Dus als ik op dag twee bij het krieken van de dag uit mijn bed spring is het een mooi moment om daar gebruik van te maken. Lang leve de jetlag, want voor mijn gevoel om één uur ‘s-middags moet een 5km rondje wel lukken. Komt mooi uit dat het hier dan net 7 uur ‘s-ochtends is en de supermarkt om 8 uur opengaat. Kan ik het nuttige met het aangename vereenzelvigen. Tenslotte moet er ook brood op de plank komen voor het ontbijt. En gelukkig hebben ze hier ook bananen die ik gisteren vanuit een automatisme in de boodschappenkar gegooid heb. Terwijl ik op het terras op het juiste moment wacht komt er een andere loper voorbij rennen. Daaruit concludeer ik in elk geval één ding. Het is nu al teringwarm. Van schrik laat ik mijn motivatie bijna stukvallen op de tegels en ik kan hem nog nét grijpen.

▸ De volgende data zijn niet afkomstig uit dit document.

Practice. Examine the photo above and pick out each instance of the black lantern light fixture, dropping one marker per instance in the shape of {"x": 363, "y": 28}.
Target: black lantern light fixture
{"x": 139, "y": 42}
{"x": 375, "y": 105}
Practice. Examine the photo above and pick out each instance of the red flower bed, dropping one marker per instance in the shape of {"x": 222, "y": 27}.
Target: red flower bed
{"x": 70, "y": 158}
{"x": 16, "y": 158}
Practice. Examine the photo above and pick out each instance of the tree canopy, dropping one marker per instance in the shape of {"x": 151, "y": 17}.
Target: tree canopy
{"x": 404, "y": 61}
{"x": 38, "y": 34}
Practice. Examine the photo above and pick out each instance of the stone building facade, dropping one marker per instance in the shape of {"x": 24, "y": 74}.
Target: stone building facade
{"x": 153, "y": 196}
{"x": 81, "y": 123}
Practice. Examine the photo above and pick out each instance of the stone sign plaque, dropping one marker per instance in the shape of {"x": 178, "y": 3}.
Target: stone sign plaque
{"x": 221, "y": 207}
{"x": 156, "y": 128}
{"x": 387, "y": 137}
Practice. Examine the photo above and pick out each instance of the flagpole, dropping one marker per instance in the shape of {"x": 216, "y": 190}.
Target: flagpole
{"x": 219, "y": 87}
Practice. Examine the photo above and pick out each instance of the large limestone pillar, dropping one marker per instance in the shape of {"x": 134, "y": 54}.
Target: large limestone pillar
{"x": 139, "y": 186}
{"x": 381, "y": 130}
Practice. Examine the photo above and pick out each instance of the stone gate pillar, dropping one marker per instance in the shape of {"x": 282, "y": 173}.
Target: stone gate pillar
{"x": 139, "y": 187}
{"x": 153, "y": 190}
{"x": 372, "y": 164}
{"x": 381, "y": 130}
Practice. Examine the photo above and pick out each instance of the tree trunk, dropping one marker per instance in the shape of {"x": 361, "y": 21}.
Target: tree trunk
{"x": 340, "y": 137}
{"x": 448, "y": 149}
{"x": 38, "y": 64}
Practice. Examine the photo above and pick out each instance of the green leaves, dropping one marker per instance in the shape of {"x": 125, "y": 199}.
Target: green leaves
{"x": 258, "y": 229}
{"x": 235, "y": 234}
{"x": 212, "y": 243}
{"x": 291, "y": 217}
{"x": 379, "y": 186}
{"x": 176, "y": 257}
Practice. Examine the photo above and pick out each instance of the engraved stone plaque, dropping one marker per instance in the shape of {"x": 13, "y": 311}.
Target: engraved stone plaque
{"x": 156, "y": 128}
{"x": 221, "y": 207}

De route wordt ook een uitdaging. Ik heb geen flauw benul van afstanden. Dat ritje naar de supermarkt kan dus 1km zijn maar ook 5km. Ik vermoed echter het eerste dus gewapend met een gratis toeristenkaartje plan ik een je-bent-wel-heel-dom-als-je-nu-verdwaalt rondje. Ik beloof niks.
Handje dollars in de flipbelt gaan we op weg. Het valt mee met de warmte en het voordeel van Bonaire is dat het altijd waait, dus enige verkoeling is aanwezig. Een kleine kilometer verder zijn we bij de ingang naar de boulevard als Frank last heeft van een zonnesteek. Tenminste, dat is de enige conclusie die ik kan trekken als ik hem hoor roepen “we doen een klein heen en weertje”, want daar heeft hij een bloedhekel aan, en “anders komen we te kort”, want daar maakt hij zich nóóit druk om. Wat jij wil schat.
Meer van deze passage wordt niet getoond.